Elon Musk recently sent shock waves when he issued Tesla executives an ultimatum: Return to the office or find a new job. 

As one of the nation's most highly regarded employers, Tesla is a model for many business owners when navigating difficult workplace decisions. But whether you like Musk's decision or not, it's worth noting how his approach to practical decision-making and effective leadership makes decisions easier.

While copying Musk's every move certainly won't be the solution to all of your business quandaries, you'd do well to follow his path by fielding decisions with his simple leadership strategy: the 3 C's rule. It's as simple as choices based on results, convictions based on confidence, and communication with clarity. 

1. Choices: Let Results Drive Decisions 

Part of the surprise for many surrounding Musk's message was how inflexible the innovative company was when it came to bending to new norms. Despite the initial optics, Musk isn't blind to societal standards--even if he still uses a decades-old four-word innovation strategy. Instead, Musk looks at options in terms of results, seeing through any emotional biases or short-term benefits. With that, he can clearly identify the best long-term option that benefits the organization on the whole. 

To make good decisions, leaders need to look at the big picture and remove both individual and personal elements from the equation. Look at the prospective outcomes and consider which option will help bring you closer to your overarching, long-term goals. (That approach is also part of Warren Buffett's powerful life advice for those who want to be highly successful.) 

2. Conviction: Be Confident 

Elon Musk's strong convictions make him a very confident leader. Since he makes decisions based on results, he can rest assured that he is making the right ones. In other words, Musk's convictions are a very powerful tool in leading his businesses--just as they can be for any entrepreneur.

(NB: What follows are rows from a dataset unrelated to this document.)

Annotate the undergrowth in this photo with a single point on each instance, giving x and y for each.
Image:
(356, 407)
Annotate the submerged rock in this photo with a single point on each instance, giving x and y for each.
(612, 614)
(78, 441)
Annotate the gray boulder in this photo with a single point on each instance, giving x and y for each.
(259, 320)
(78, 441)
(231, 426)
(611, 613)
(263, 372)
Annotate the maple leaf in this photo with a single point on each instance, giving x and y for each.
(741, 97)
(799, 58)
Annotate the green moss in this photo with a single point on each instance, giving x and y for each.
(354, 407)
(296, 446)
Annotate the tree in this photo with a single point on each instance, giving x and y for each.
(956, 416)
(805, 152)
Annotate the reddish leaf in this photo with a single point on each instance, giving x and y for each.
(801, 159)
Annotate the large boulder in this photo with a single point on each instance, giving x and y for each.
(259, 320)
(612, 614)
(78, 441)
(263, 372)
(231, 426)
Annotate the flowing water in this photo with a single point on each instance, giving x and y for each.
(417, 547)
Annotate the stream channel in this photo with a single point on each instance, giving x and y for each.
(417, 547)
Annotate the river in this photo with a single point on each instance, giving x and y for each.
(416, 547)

Psychologically, people want to feel as though those guiding them know what they're doing, even if they can't necessarily understand why. It's what has led troops in battle, as well as professional athletes on the court. People follow the orders of others whom they trust--and they trust those who are not only experts in their field, but steadfast in their decisions. 

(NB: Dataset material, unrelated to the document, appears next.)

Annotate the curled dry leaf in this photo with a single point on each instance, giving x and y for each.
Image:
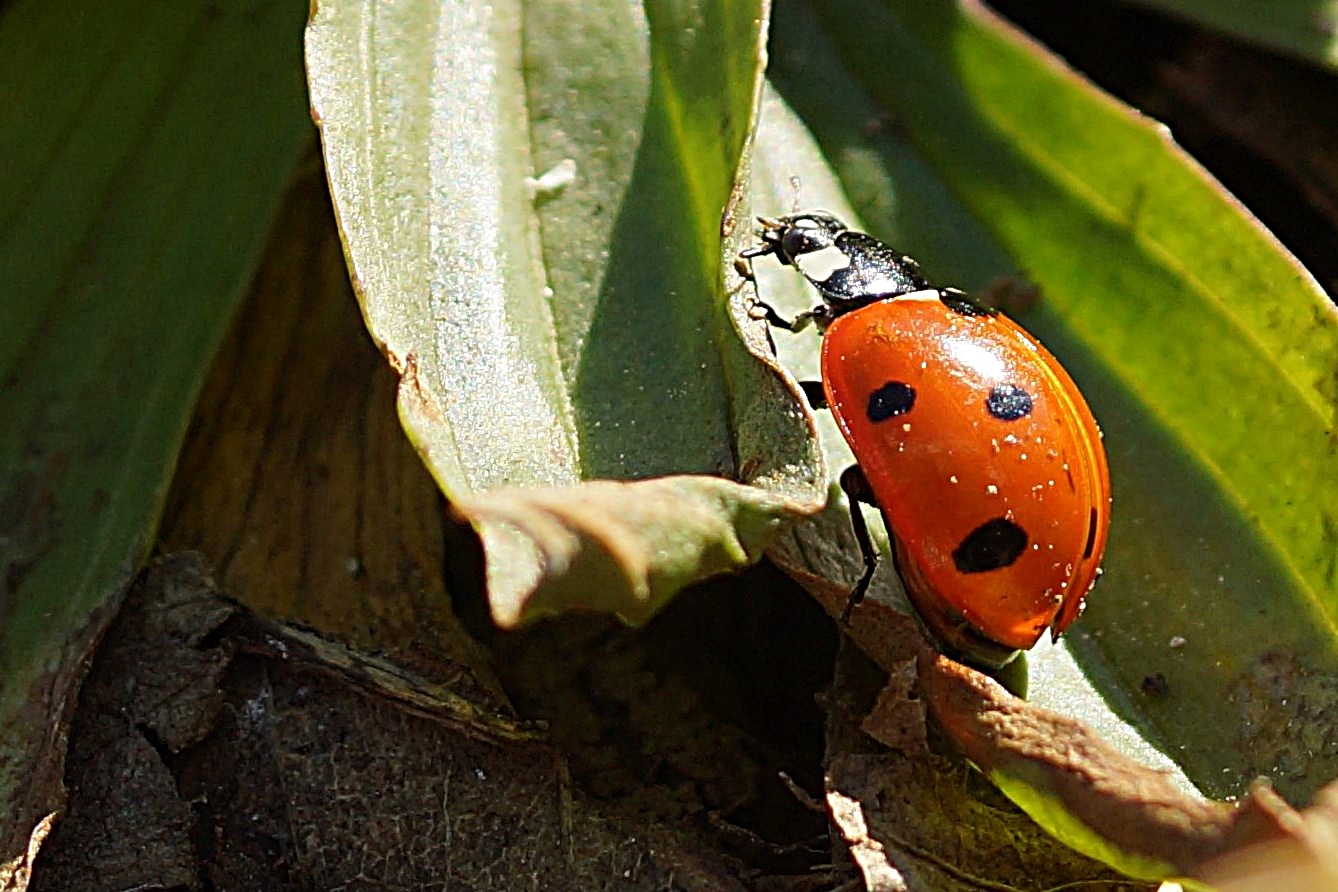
(622, 547)
(1115, 809)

3. Communication: Be Clear  

Musk is so direct that he leaves no margin of error when it comes to communication. When it comes to his expectations and plans, he tells it exactly as it is. As abrasive as it may be for some, there's tremendous value in being straightforward. 

For staff, it means never having to guess what is expected of you and knowing exactly where you stand. It takes the guesswork out and in return leads to better results and a heightened sense of job security. 

By using the 3 C's rule, anyone can make more strategic decisions and effectively lead organizations by rooting decisions in results, having conviction in our choices, and being clear in our communication. In a world of indecision and anxiety, those who can make decisions confidently and communicate them clearly to others are those who become top leaders and leading entrepreneurs.